Plusieurs toiles sont clairement des plaidoyers contre la pollution et la destruction de l’environnement, et, plus généralement, pour la préservation de la nature. Certaines réalisations peuvent même prendre un tour plus engagé politiquement. Bien sûr, je ne peins presque que des femmes. Les peuples premiers sont également une source d’inspiration importante. 

Dans quelle mesure le féminisme joue un rôle prépondérant dans votre démarche ? 

Mon travail peut être perçu comme féministe en ce qu’il représente essentiellement des femmes qui évoluent dans un univers onirique où elles apparaissent libres, indépendantes, sensibles, tout à la fois puissantes et vulnérables… un univers où elles se passent très bien des hommes et de leur instinct de domination destructrice. 

Victoria Stagni : Entre réalisme et onirisme, la figure du Soi
Victoria Stagni, The dreamer, huile sur toile (66 x 100 cm)

Je terminerai avec la peur. Il y a souvent des éléments troublants car inquiétants, une menace qui plane dans mes tableaux. Ce sentiment vient alors brouiller une première lecture plus joyeuse inspirée par l’éclat des couleurs. Inconsciemment, la peur est toujours présente chez moi. 

J’ai reçu un sentiment profond d’insécurité en héritage : du jour au lendemain, j’ai dû fuir mon pays à l’âge de quatre ans, sans explication et chargée de l’angoisse de mes parents face à une mort imminente possible. La dictature militaire argentine a cette influence sur mes œuvres. 

Vous figurez dans quelques-unes de vos toiles. Pourquoi ? À quelle occasion peignez-vous d'autres personnes ? 

L’autoportrait a d’abord cela de pratique que vous n’avez à rendre de compte à personne ! Sur la toile, votre image n’appartient qu’à vous et vous pouvez jouer avec comme bon vous semble.

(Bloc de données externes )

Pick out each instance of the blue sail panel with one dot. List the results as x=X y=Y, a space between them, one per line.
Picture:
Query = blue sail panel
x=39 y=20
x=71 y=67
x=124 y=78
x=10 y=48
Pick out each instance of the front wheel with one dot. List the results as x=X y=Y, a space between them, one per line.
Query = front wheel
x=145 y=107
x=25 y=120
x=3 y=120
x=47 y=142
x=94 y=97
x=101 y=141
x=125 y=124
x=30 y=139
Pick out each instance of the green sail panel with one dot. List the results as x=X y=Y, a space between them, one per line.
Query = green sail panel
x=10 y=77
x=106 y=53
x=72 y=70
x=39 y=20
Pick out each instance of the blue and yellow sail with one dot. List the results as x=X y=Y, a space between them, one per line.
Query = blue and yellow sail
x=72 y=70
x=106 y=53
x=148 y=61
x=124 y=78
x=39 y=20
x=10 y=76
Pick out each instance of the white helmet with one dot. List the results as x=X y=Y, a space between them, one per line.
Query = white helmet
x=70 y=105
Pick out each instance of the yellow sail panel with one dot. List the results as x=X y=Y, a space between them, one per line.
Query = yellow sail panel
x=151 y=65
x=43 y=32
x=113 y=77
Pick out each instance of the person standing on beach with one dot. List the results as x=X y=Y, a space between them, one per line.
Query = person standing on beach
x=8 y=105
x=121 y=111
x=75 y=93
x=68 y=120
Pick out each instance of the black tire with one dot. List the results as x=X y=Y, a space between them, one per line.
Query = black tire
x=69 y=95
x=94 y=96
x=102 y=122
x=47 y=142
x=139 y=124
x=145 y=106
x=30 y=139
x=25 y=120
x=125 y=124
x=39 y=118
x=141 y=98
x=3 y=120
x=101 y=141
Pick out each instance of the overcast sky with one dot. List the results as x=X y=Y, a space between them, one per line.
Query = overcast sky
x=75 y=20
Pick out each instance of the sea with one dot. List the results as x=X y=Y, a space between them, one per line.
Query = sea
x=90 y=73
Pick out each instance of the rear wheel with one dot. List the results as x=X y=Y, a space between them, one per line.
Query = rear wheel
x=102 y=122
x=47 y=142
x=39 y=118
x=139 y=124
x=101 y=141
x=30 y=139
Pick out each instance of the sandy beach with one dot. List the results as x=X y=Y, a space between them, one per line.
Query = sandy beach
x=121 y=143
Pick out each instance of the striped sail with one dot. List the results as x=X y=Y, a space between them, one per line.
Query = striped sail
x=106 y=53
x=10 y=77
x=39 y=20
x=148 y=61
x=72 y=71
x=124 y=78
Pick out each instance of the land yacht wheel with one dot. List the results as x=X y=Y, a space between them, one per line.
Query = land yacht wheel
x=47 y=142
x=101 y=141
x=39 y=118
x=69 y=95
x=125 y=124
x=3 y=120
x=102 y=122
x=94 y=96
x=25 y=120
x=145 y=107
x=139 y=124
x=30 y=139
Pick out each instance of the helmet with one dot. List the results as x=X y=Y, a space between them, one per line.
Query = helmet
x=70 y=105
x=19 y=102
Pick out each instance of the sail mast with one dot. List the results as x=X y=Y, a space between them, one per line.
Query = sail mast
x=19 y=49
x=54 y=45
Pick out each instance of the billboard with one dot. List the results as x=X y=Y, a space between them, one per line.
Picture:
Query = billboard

Et bien sûr, c'est pour moi le meilleur moyen de parler de mes émotions et de faire passer mes idées sur la toile. 

Mes portraits sont réalisés à partir de visages et de postures qui m’inspirent, ce peut être un regard, un mouvement de la main, une expression. Il faut que je sente une communion entre ces visages et les animaux que je vais peindre dans le même tableau. Ce peut être des personnes que je connais personnellement ou simplement des modèles inconnus, mais inspirants. 

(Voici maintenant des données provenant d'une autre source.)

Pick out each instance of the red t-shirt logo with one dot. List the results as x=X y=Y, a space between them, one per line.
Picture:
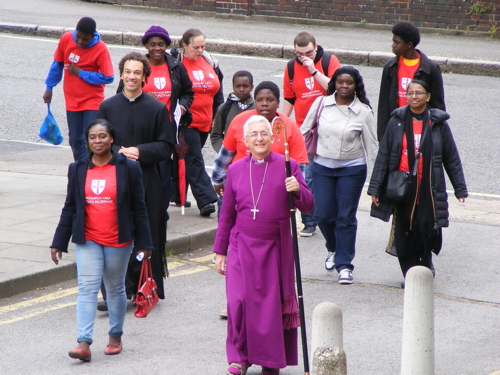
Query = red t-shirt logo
x=98 y=186
x=309 y=82
x=198 y=74
x=160 y=83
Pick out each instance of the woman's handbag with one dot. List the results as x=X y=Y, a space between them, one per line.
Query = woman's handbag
x=312 y=134
x=49 y=131
x=146 y=297
x=398 y=185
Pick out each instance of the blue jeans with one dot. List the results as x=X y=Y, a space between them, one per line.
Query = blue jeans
x=336 y=197
x=308 y=219
x=196 y=175
x=77 y=123
x=94 y=263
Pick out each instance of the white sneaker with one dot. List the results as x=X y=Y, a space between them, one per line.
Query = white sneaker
x=345 y=276
x=330 y=261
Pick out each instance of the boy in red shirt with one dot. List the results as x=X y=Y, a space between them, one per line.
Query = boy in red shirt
x=87 y=66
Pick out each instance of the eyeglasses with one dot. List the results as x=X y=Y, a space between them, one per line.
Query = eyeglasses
x=308 y=53
x=418 y=94
x=255 y=135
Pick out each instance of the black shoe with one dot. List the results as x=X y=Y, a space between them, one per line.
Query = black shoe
x=207 y=209
x=187 y=204
x=102 y=306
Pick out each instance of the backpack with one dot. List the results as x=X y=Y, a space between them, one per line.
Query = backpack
x=325 y=61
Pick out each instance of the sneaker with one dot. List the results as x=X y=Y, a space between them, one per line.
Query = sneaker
x=307 y=231
x=207 y=209
x=330 y=261
x=345 y=276
x=102 y=306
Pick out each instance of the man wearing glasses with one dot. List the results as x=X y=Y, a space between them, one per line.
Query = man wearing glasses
x=306 y=77
x=408 y=64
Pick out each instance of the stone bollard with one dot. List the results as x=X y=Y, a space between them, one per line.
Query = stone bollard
x=417 y=357
x=329 y=361
x=327 y=340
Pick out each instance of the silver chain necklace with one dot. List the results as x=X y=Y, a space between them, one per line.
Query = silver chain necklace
x=255 y=203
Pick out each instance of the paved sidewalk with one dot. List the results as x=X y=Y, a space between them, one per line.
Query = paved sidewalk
x=32 y=193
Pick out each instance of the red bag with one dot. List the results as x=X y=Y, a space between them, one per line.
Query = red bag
x=146 y=297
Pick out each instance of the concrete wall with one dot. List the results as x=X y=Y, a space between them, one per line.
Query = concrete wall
x=443 y=14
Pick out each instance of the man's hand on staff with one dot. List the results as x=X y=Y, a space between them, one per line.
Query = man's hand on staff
x=292 y=184
x=220 y=264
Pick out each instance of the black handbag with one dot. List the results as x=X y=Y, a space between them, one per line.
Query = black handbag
x=399 y=182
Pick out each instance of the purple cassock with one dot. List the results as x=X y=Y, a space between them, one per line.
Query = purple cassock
x=262 y=308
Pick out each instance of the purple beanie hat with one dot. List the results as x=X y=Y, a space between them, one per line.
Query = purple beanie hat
x=156 y=31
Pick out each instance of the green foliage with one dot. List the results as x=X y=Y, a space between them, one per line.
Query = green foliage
x=478 y=7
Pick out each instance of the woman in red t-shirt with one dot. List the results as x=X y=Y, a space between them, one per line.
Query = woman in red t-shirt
x=106 y=217
x=206 y=77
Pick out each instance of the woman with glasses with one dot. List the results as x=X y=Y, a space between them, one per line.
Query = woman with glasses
x=346 y=140
x=262 y=306
x=416 y=132
x=234 y=146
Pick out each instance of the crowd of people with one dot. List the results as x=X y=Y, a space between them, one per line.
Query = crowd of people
x=126 y=174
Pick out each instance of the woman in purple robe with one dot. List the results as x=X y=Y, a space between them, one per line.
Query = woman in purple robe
x=263 y=313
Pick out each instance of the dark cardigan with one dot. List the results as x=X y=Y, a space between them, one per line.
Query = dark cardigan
x=132 y=215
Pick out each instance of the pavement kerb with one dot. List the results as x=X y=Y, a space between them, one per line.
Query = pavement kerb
x=374 y=58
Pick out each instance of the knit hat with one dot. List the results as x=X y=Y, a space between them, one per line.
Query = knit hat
x=86 y=25
x=156 y=31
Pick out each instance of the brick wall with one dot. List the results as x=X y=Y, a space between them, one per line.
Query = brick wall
x=444 y=14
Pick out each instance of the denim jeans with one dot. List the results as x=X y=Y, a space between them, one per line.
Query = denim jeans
x=308 y=219
x=77 y=123
x=336 y=197
x=197 y=176
x=95 y=262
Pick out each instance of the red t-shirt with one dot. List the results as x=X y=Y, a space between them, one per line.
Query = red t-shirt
x=406 y=72
x=304 y=87
x=101 y=217
x=234 y=140
x=81 y=95
x=159 y=82
x=205 y=86
x=403 y=161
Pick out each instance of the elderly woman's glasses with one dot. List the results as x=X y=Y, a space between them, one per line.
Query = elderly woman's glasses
x=308 y=53
x=418 y=94
x=255 y=135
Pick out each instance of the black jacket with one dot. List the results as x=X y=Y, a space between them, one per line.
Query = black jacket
x=132 y=216
x=182 y=87
x=219 y=97
x=445 y=154
x=428 y=71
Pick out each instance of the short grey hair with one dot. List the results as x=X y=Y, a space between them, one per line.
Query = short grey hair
x=254 y=119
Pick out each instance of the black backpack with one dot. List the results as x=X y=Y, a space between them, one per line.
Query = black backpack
x=324 y=64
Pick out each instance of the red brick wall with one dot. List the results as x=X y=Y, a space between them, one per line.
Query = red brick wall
x=444 y=14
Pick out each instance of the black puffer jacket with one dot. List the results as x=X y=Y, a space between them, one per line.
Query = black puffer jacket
x=445 y=154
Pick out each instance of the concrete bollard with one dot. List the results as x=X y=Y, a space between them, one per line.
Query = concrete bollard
x=327 y=340
x=417 y=357
x=329 y=361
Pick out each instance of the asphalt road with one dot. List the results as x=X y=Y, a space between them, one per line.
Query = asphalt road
x=122 y=18
x=472 y=102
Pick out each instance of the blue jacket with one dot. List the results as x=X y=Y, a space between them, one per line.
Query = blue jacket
x=132 y=215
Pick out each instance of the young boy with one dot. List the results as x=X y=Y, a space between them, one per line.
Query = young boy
x=238 y=101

Victoria Stagni : Entre réalisme et onirisme, la figure du Soi
Victoria Stagni, Non comestible, huile sur toile (91 x 73 cm)

J’ai réalisé plusieurs portraits de femmes, des personnes plus ou moins proches, mais, dans tous les cas, j’ai eu le sentiment d’être un peu dépossédée de cette liberté totale si jouissive. Je me suis d’ailleurs inquiétée de la façon dont elles recevraient mes créations. Par ailleurs, j’ai représenté mes deux filles à plusieurs reprises, mais là encore, j’ai une responsabilité vis-à-vis du modèle. 

Parmi tous vos autoportraits, y en a-t-il un qui vous représente plus que les autres ? 

Je ne sais pas si un seul autoportrait me représente mieux qu’un autre... Ils sont comme autant de facettes de ma personnalité, d’instantanés de mes sentiments face à la réalité qui nous environne. Vous remarquerez sans doute que je choisis de me représenter souvent nue. Rien d’érotique ici. J’ai parlé du rêve et de la peur qui habitent souvent mes toiles : ma nudité se situe à la jonction de ces deux thèmes. 

Victoria Stagni : Entre réalisme et onirisme, la figure du Soi
Victoria Stagni, Bornéo, huile sur toile (91 x 73 cm)

Dans nos rêves, lorsqu’on se voit nu, c’est un moment de grande angoisse. On se sent extrêmement vulnérable dans un contexte, un environnement insolite sans qu’on ne puisse rien y faire. C’est peut-être là que je me reconnais le plus. Donc, il y aurait peut-être Les Augures ou dans un autre registre Bornéo

Considérez-vous qu'être une femme artiste aujourd'hui soit une chance, un frein ? 

Victoria Stagni : Entre réalisme et onirisme, la figure du Soi
Victoria Stagni, The ceremony, huile sur toile (61 x 76 cm)

Je pense que c’est une chance, bien sûr ! Les femmes commencent tout juste à faire entendre leur voix, à imposer leurs valeurs dans une société en mutation. Regardez par exemple dans le domaine de la musique et de la chanson où de plus en plus de femmes se distinguent comme de grandes artistes, (presque) à égalité avec leurs contemporains masculins.